Thales is the company you phone up in a panic to install a control system for a cock-up. If you buy a perfectly serviceable tracked articulated vehicle and weld on too much armour, stick some mortar launchers on the side, make it so heavy it’s range is so reduced you have to use half the fleet to recover the other ones stuck in the desert, and then expect it to be driven by a gorilla, then Thales are the chaps you need to get any fucked-up concoction to work.
Thales always work by keeping the skills in-house, train and retain the best techies for themselves, and always walk away once the contract is over. Just keep a small lockup to sell a bit of consultancy. I wonder if anyone who served in Afghanistan wondered what the ‘swimming’ button on the Warthog dash panel was for? The chassis was designed in Singapore, – to float.
The “Urgent Operational Requirement” of the MoD which bought the fit-out yard of Warthogs to Llangennech only happened because in the rush to invade Afghanistan they suddenly discovered snatch land-rovers kept being blown up. The Brits didn’t want to opt for the more sensible option to buy off-the-shelf from the United States, so a kind of Union Jack waving exercise ensued by New Labour. They discovered that good old blighty had no industrial capability left to make their own, so cobbled up something.
The ‘buffer’ is the way Thales, and all arms companies work.

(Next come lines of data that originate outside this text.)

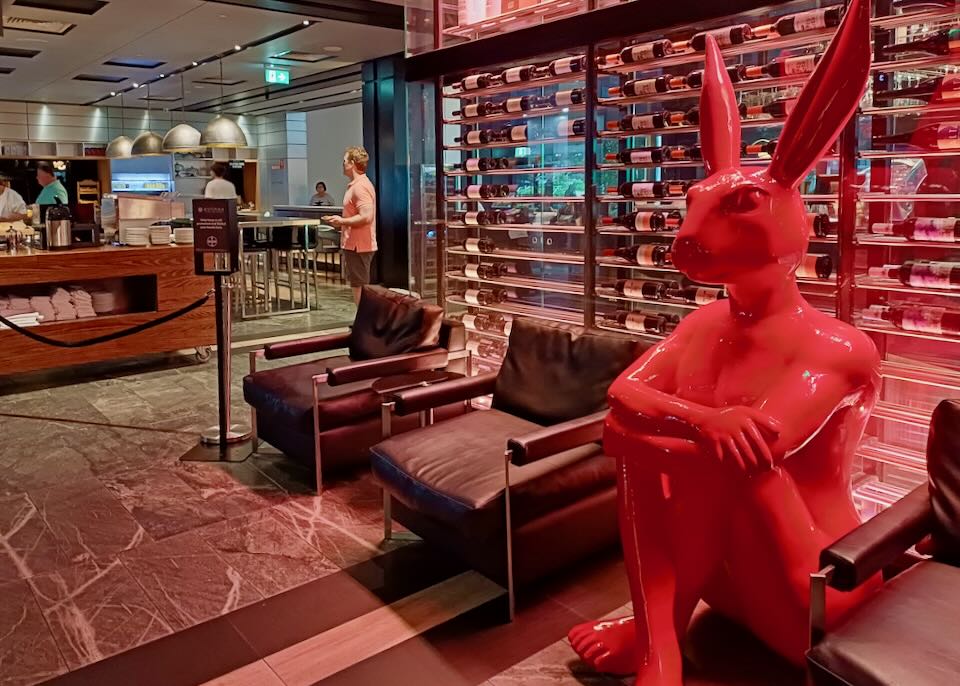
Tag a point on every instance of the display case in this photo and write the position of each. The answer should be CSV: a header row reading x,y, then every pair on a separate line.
x,y
590,217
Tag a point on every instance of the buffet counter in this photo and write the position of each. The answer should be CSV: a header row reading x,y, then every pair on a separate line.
x,y
130,285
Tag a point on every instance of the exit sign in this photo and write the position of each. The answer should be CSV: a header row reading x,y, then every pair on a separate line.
x,y
278,76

They have pre-installed arrangements to kick in all over the world, helps avoid the politics of arms embargos. The question arises as to whether the MoD who are very aware of their limitations deliberately arranged the Llangennech ‘slight of hand’ with CCC for this very eventuality. £800k is peanuts. It won’t buy you a drawing from BAE systems, but Wales is so desperate for proper jobs all is forgiven, cause we’re British innit.
I also suspect Pickering and Lovering were just laced with a fine Bordeaux and the plan, and how to do it, was passed under a dinner table. This promtpted a call to James. Un homme fraude est toujours en mauvaise compagnie. I bet the Llangennech redundancies were the statutory minimum.
This episode exposes a major problem with the British military. Combat vehicles have to be bought from Singapore and modified by a French company.
The British military is now defined by extremes; by which I mean that on the one hand there are nuclear weapons, and on the other hand special forces – with very little in between. If Britain had to fight a war against a medium-sized power with good conventional forces – say, Turkey – the UK would be in trouble. Conscription might solve one problem but the capacity to build what those squaddies would need is gone.